CS297 Proposal
FullText Indexing for Heritrix
Darshan Karia (darshan.karia@students.sjsu.edu)
Advisor: Dr. Chris Pollett
Description:
Heritrix is an open-source web-scale, archive-quality, extensible web crawler project[Heritrix2010]. It stores the crawled web-results in arc file format.
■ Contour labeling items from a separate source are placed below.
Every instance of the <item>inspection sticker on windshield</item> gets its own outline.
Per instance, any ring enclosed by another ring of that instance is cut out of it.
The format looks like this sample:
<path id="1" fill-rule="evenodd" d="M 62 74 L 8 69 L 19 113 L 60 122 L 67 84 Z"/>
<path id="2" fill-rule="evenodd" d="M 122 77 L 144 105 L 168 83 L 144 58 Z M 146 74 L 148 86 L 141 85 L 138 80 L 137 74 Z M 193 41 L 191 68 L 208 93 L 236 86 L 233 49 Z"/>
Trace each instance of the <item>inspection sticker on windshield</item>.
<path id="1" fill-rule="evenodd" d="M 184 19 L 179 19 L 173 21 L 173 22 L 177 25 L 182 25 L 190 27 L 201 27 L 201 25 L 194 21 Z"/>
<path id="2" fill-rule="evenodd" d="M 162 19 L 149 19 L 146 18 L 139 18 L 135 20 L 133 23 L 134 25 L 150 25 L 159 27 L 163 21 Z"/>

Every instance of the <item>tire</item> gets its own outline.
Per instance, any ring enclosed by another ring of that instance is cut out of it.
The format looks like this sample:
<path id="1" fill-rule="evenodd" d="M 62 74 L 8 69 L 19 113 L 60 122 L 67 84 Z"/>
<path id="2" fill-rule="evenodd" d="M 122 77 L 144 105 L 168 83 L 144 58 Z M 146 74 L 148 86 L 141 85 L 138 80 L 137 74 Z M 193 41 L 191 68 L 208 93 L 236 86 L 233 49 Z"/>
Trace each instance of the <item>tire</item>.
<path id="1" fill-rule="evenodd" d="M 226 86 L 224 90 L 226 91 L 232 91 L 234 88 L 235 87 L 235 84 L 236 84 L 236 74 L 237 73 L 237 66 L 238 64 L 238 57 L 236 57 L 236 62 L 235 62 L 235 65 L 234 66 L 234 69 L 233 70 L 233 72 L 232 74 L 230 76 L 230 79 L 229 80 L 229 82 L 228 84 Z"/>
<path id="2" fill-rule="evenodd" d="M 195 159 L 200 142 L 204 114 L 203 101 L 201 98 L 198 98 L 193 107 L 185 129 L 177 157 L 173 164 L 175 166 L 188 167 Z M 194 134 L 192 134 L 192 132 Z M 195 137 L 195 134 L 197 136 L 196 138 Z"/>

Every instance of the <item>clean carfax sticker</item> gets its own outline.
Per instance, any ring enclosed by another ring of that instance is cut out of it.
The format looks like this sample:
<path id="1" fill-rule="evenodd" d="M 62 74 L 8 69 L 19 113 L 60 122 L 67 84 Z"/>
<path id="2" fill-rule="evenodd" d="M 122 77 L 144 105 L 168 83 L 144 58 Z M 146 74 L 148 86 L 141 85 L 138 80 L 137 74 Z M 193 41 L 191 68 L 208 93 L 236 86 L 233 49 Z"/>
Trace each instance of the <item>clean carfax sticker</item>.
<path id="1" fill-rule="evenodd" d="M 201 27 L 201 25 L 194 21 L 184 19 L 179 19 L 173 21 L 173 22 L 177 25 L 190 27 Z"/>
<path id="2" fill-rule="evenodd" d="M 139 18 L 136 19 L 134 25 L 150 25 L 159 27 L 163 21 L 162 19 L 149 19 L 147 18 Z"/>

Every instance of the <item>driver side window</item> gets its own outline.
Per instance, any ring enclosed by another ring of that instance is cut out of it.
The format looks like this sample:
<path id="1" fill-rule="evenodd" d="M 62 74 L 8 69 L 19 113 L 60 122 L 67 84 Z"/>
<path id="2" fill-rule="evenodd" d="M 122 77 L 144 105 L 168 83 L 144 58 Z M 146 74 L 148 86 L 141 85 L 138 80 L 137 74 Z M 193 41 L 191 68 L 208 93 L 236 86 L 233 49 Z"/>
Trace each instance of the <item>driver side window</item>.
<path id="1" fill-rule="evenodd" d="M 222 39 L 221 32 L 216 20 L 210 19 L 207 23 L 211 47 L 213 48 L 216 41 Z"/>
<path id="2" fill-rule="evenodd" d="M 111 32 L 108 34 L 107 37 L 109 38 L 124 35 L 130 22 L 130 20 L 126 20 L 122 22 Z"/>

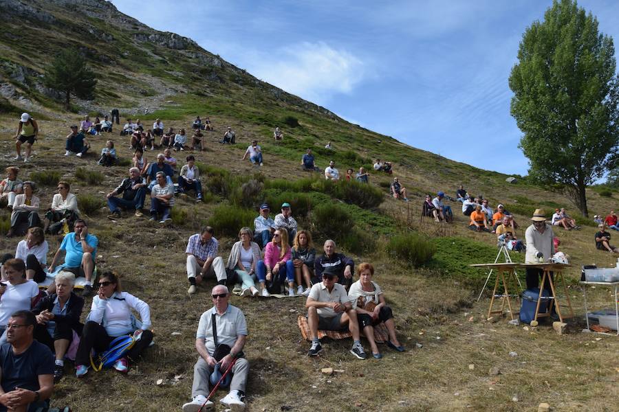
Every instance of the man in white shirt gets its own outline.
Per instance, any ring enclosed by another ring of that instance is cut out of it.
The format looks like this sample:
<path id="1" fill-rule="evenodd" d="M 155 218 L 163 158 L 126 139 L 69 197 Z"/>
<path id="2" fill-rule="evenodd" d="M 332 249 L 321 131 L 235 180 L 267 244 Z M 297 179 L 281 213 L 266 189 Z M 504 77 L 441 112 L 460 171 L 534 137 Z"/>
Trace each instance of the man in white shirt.
<path id="1" fill-rule="evenodd" d="M 245 154 L 241 160 L 245 160 L 247 157 L 250 157 L 250 161 L 254 165 L 263 165 L 262 163 L 262 149 L 258 146 L 258 141 L 254 140 L 252 144 L 247 146 Z"/>
<path id="2" fill-rule="evenodd" d="M 340 172 L 335 168 L 335 162 L 332 160 L 329 162 L 329 165 L 325 169 L 325 179 L 327 180 L 340 180 Z"/>
<path id="3" fill-rule="evenodd" d="M 229 372 L 232 374 L 230 393 L 219 402 L 232 411 L 245 409 L 245 388 L 249 374 L 249 362 L 243 354 L 248 334 L 245 315 L 228 303 L 230 292 L 224 285 L 215 286 L 211 294 L 213 307 L 200 317 L 196 332 L 195 348 L 200 357 L 193 367 L 192 400 L 183 405 L 183 412 L 213 409 L 213 403 L 206 398 L 211 374 L 222 375 L 232 363 Z"/>
<path id="4" fill-rule="evenodd" d="M 353 346 L 350 353 L 359 359 L 365 359 L 367 355 L 361 345 L 359 337 L 357 312 L 350 304 L 346 289 L 338 283 L 338 276 L 335 271 L 333 266 L 325 268 L 323 271 L 323 282 L 312 286 L 305 302 L 310 336 L 312 338 L 312 347 L 307 354 L 316 356 L 323 350 L 318 339 L 319 329 L 341 330 L 347 326 L 353 336 Z"/>

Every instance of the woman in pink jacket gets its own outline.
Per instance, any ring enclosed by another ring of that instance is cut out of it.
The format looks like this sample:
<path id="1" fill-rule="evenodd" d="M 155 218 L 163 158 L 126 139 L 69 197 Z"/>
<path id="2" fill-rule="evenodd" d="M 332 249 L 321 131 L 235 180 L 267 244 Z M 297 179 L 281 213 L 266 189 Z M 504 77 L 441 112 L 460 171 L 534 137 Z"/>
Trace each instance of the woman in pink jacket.
<path id="1" fill-rule="evenodd" d="M 273 293 L 279 293 L 285 278 L 289 285 L 292 282 L 294 286 L 294 272 L 288 273 L 286 268 L 286 262 L 291 256 L 288 232 L 283 229 L 276 229 L 273 233 L 273 240 L 264 248 L 264 260 L 259 260 L 257 265 L 256 275 L 262 287 L 262 296 L 270 296 L 269 290 Z"/>

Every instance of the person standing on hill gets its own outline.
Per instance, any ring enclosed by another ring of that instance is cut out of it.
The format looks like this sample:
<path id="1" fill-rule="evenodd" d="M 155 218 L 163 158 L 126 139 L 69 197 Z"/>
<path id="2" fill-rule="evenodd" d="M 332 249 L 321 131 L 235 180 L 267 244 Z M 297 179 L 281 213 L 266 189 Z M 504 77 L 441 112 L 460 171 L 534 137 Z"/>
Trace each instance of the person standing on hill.
<path id="1" fill-rule="evenodd" d="M 608 214 L 608 216 L 604 219 L 604 222 L 606 223 L 609 229 L 619 230 L 619 226 L 617 226 L 617 215 L 615 213 L 615 211 L 611 210 L 611 212 Z"/>
<path id="2" fill-rule="evenodd" d="M 546 215 L 541 209 L 536 209 L 531 218 L 532 224 L 525 231 L 525 239 L 527 243 L 527 252 L 525 255 L 525 263 L 540 263 L 540 261 L 547 262 L 554 255 L 554 232 L 552 227 L 546 223 Z M 534 289 L 539 286 L 539 278 L 543 270 L 537 268 L 527 268 L 527 289 Z M 553 273 L 550 272 L 550 279 Z M 550 284 L 546 281 L 542 287 L 550 294 Z M 551 300 L 552 316 L 556 317 L 554 305 Z"/>
<path id="3" fill-rule="evenodd" d="M 327 180 L 340 180 L 340 172 L 335 168 L 335 162 L 332 160 L 329 162 L 329 165 L 325 169 L 325 179 Z"/>
<path id="4" fill-rule="evenodd" d="M 21 117 L 19 119 L 19 126 L 17 126 L 17 134 L 15 135 L 15 149 L 17 151 L 17 156 L 13 160 L 23 160 L 24 163 L 28 161 L 30 157 L 30 151 L 32 150 L 32 145 L 36 140 L 36 135 L 39 134 L 39 125 L 36 122 L 28 113 L 22 113 Z M 21 145 L 26 144 L 25 157 L 21 157 Z"/>

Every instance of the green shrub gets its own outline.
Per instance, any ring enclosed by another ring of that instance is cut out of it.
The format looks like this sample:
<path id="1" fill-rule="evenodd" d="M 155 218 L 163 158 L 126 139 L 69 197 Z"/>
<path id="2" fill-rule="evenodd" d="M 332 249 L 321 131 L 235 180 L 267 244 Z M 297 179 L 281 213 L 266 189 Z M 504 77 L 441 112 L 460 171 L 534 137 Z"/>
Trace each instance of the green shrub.
<path id="1" fill-rule="evenodd" d="M 75 177 L 81 183 L 87 183 L 89 185 L 98 185 L 105 176 L 100 172 L 89 170 L 85 168 L 78 168 L 75 170 Z"/>
<path id="2" fill-rule="evenodd" d="M 172 223 L 175 226 L 184 226 L 188 222 L 187 209 L 185 207 L 172 207 L 170 211 Z"/>
<path id="3" fill-rule="evenodd" d="M 372 233 L 356 227 L 346 236 L 341 236 L 338 242 L 339 247 L 357 255 L 365 255 L 371 252 L 375 244 Z"/>
<path id="4" fill-rule="evenodd" d="M 128 157 L 119 157 L 116 159 L 116 165 L 129 168 L 131 165 L 131 159 Z"/>
<path id="5" fill-rule="evenodd" d="M 389 254 L 415 267 L 425 264 L 436 252 L 436 246 L 426 237 L 408 233 L 393 236 L 387 244 Z"/>
<path id="6" fill-rule="evenodd" d="M 299 126 L 298 119 L 294 116 L 286 116 L 283 119 L 283 123 L 284 124 L 287 124 L 292 128 Z"/>
<path id="7" fill-rule="evenodd" d="M 253 227 L 256 213 L 250 209 L 230 204 L 219 205 L 213 211 L 208 224 L 215 230 L 217 236 L 236 238 L 243 226 Z"/>
<path id="8" fill-rule="evenodd" d="M 45 170 L 45 172 L 32 172 L 30 180 L 41 186 L 54 186 L 58 184 L 62 174 L 56 170 Z"/>
<path id="9" fill-rule="evenodd" d="M 316 231 L 324 237 L 340 240 L 353 229 L 354 220 L 350 213 L 336 203 L 323 203 L 312 214 Z"/>
<path id="10" fill-rule="evenodd" d="M 102 198 L 91 194 L 77 195 L 78 207 L 87 216 L 91 216 L 99 212 L 105 205 Z"/>

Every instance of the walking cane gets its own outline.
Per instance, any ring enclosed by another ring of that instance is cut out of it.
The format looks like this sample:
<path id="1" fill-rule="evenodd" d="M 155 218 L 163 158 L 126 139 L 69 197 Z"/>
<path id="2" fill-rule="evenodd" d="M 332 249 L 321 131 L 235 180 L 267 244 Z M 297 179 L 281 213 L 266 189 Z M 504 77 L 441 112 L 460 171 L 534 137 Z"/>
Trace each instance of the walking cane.
<path id="1" fill-rule="evenodd" d="M 206 404 L 206 402 L 208 402 L 208 400 L 210 399 L 210 397 L 213 396 L 213 394 L 215 393 L 215 391 L 217 390 L 217 388 L 219 387 L 219 385 L 221 384 L 221 381 L 223 381 L 223 380 L 224 380 L 224 378 L 226 378 L 226 375 L 227 375 L 228 373 L 230 371 L 232 370 L 232 367 L 235 365 L 235 363 L 237 363 L 237 359 L 238 359 L 238 358 L 235 358 L 235 360 L 232 360 L 232 361 L 230 363 L 230 366 L 228 367 L 228 369 L 226 369 L 226 371 L 224 372 L 224 374 L 221 375 L 221 378 L 219 378 L 219 380 L 217 381 L 217 385 L 215 385 L 215 387 L 213 388 L 213 390 L 210 391 L 210 393 L 209 393 L 209 394 L 208 394 L 208 396 L 206 397 L 206 400 L 204 401 L 204 403 L 203 403 L 203 404 L 202 404 L 202 406 L 200 407 L 200 409 L 198 409 L 198 412 L 202 412 L 202 408 L 204 407 L 204 405 Z"/>

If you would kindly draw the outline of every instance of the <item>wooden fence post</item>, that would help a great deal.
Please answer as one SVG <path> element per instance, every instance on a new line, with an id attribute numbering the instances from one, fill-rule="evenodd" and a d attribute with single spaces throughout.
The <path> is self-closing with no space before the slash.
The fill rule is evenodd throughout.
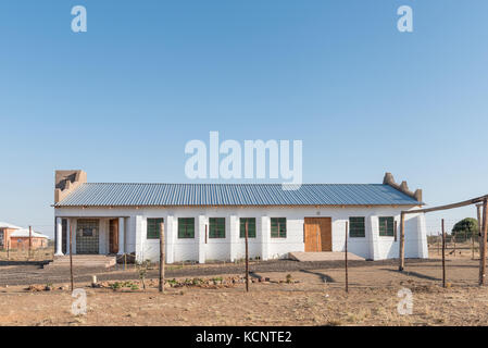
<path id="1" fill-rule="evenodd" d="M 442 219 L 442 287 L 446 287 L 446 231 Z"/>
<path id="2" fill-rule="evenodd" d="M 248 232 L 248 220 L 246 219 L 246 291 L 249 293 L 249 232 Z"/>
<path id="3" fill-rule="evenodd" d="M 164 294 L 164 223 L 160 223 L 160 285 L 159 291 Z"/>
<path id="4" fill-rule="evenodd" d="M 349 293 L 349 274 L 348 274 L 348 229 L 349 229 L 349 222 L 346 221 L 346 252 L 345 252 L 345 262 L 346 262 L 346 293 Z"/>
<path id="5" fill-rule="evenodd" d="M 75 289 L 75 281 L 73 278 L 73 227 L 70 224 L 70 278 L 71 278 L 71 290 Z"/>
<path id="6" fill-rule="evenodd" d="M 401 212 L 400 214 L 400 265 L 398 270 L 402 272 L 405 269 L 405 214 Z"/>
<path id="7" fill-rule="evenodd" d="M 488 211 L 487 211 L 488 200 L 485 198 L 483 201 L 483 227 L 481 227 L 481 245 L 479 246 L 479 285 L 485 285 L 485 275 L 486 275 L 486 237 L 487 237 L 487 220 L 488 220 Z"/>
<path id="8" fill-rule="evenodd" d="M 33 226 L 29 226 L 29 258 L 33 257 Z"/>
<path id="9" fill-rule="evenodd" d="M 481 257 L 481 231 L 483 231 L 483 221 L 481 221 L 481 207 L 483 204 L 477 204 L 477 217 L 478 217 L 478 254 Z"/>

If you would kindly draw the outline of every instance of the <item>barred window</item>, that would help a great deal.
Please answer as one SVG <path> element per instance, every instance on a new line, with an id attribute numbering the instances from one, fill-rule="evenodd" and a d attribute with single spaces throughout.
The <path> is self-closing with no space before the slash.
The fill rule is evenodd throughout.
<path id="1" fill-rule="evenodd" d="M 195 238 L 195 217 L 178 217 L 178 238 Z"/>
<path id="2" fill-rule="evenodd" d="M 349 237 L 365 237 L 364 217 L 349 217 Z"/>
<path id="3" fill-rule="evenodd" d="M 209 238 L 225 238 L 225 217 L 209 217 Z"/>
<path id="4" fill-rule="evenodd" d="M 246 238 L 246 222 L 248 223 L 248 237 L 255 238 L 255 217 L 240 217 L 240 237 Z"/>
<path id="5" fill-rule="evenodd" d="M 395 236 L 395 219 L 392 216 L 379 217 L 379 235 L 380 236 Z"/>
<path id="6" fill-rule="evenodd" d="M 148 219 L 148 239 L 160 238 L 160 224 L 164 222 L 164 219 Z"/>
<path id="7" fill-rule="evenodd" d="M 271 217 L 271 237 L 286 238 L 286 217 Z"/>

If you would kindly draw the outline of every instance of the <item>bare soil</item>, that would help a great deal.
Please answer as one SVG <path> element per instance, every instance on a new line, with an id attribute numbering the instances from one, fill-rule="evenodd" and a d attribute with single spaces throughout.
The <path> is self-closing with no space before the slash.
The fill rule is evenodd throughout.
<path id="1" fill-rule="evenodd" d="M 431 257 L 438 256 L 431 251 Z M 237 283 L 172 287 L 159 294 L 155 279 L 147 279 L 142 290 L 134 271 L 104 272 L 113 278 L 105 285 L 132 278 L 133 287 L 92 288 L 88 281 L 78 281 L 76 287 L 87 293 L 86 315 L 72 313 L 76 299 L 64 279 L 49 284 L 49 291 L 43 290 L 46 282 L 30 290 L 26 285 L 3 285 L 0 325 L 488 325 L 488 288 L 477 286 L 479 260 L 472 260 L 471 253 L 448 257 L 447 288 L 441 287 L 439 259 L 410 261 L 402 273 L 396 262 L 367 262 L 349 269 L 348 294 L 343 266 L 290 262 L 261 263 L 261 269 L 254 264 L 252 278 L 271 282 L 251 283 L 250 293 Z M 0 266 L 0 274 L 5 268 Z M 198 271 L 220 274 L 222 268 L 185 266 L 167 273 L 191 270 L 183 278 L 204 278 Z M 232 276 L 230 269 L 224 270 L 218 277 Z M 241 269 L 236 275 L 242 275 Z M 398 291 L 404 288 L 412 291 L 413 308 L 412 314 L 402 315 Z"/>

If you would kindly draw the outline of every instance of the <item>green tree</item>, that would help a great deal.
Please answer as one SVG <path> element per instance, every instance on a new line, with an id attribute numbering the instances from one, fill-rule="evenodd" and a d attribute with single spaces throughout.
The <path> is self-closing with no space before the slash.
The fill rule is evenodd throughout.
<path id="1" fill-rule="evenodd" d="M 476 237 L 478 233 L 478 221 L 473 217 L 463 219 L 452 227 L 452 234 L 455 236 L 466 236 L 466 238 L 471 238 L 472 235 Z"/>

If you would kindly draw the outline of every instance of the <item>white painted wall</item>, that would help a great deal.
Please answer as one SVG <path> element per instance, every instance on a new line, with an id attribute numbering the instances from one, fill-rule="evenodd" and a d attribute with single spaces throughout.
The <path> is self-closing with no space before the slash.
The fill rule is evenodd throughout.
<path id="1" fill-rule="evenodd" d="M 163 217 L 165 228 L 166 262 L 235 260 L 245 257 L 245 240 L 239 237 L 239 217 L 255 217 L 256 237 L 249 239 L 251 258 L 263 260 L 286 258 L 290 251 L 303 251 L 304 217 L 331 217 L 333 251 L 345 250 L 345 228 L 350 216 L 365 217 L 365 237 L 348 238 L 348 249 L 371 260 L 398 258 L 399 241 L 395 237 L 379 236 L 378 217 L 395 216 L 400 225 L 400 211 L 416 207 L 260 207 L 260 208 L 58 208 L 57 216 L 102 217 L 100 221 L 100 252 L 108 253 L 109 217 L 125 217 L 127 252 L 136 252 L 139 260 L 159 260 L 159 239 L 147 238 L 147 219 Z M 178 217 L 195 217 L 195 238 L 177 237 Z M 225 217 L 226 236 L 222 239 L 207 237 L 209 217 Z M 287 217 L 287 237 L 271 238 L 271 217 Z M 71 220 L 76 227 L 76 219 Z M 76 229 L 74 229 L 76 231 Z M 399 231 L 398 231 L 399 234 Z M 75 243 L 74 243 L 75 244 Z M 405 215 L 405 257 L 428 258 L 425 217 L 423 214 Z"/>

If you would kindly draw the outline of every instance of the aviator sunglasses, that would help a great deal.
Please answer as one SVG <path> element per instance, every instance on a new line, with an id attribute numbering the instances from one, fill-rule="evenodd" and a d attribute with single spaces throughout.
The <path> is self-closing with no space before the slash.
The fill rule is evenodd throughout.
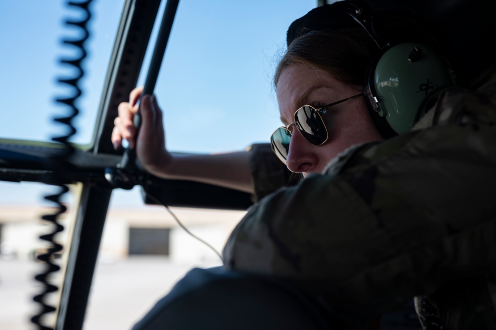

NutchWAX (Nutch + Web Archive eXtensions) can be used to fetch data from web archives created by Heritrix[NutchWAX2009]. WERA can search and navigate through archived web documents[WERA2006] provided that the search engine holds a full-text index of the archived web documents and a document retriever to act as an interface between the access module and the web archive[WERAMan2006]. NutchWAX can be used as this interface to retrieve data from web archive based on request from WERA. My project is to provide Full-Text Indexing[FullText2009] to the web archive created by Heritrix.
Schedule:
Week 1:
Aug.23-Aug.27 | Write CS 297 Proposal |
Week 2:
Aug.30-Sept.3 | Learn about Heritrix |
Week 3:
Sept.6-Sept.10 | Build Source Code of Heritrix |
Week 4:
Sept.13-Sept.17 | Deliverable 1 due |
Week 5:
Sept.20-Sept.24 | Understand Source Code of Heritrix |
Week 6:
Sept.27-Oct.1 | Modify the Source Code of Heritrix to experiment |
Week 7:
Oct.4-Oct.8 | Deliverable 2 due |
Week 8:
Oct.11-Oct.15 | See Capabilities of NutchWAX |
Week 9:
Oct.18-Oct.22 | See Capabilities of WERA |
Week 10:
Oct.25-Oct.29 | Deliverable 3 due |
Week 11:
Nov.1-Nov.5 | Learn about Full-Text Indexing |
Week 12:
Nov.8-Nov.12 | Learn about Inverted Indexes |
Week 13:
Nov.15-Nov.19 | Deliverable 4 due |
Week 14:
Nov.22-Nov.26 | Write CS 297 Report |
Week 15:
Nov.29-Dec.3 | Write CS 297 Report |
Week 16:
Dec.6-Dec.10 | Deliverable 5 due |
Deliverables:
The full project will be done when CS298 is completed. The following will
be done by the end of CS297:
1. Experiment with Heritrix
2. Modify Source Code of Heritrix
3. See capabilities of NutchWAX and WERA
4. Learn about Full-text indexing and inverted indexes
5. CS 297 Report.
References:
[Heritrix2010] Heritrix Web Crawler - http://crawler.archive.org/. 2010.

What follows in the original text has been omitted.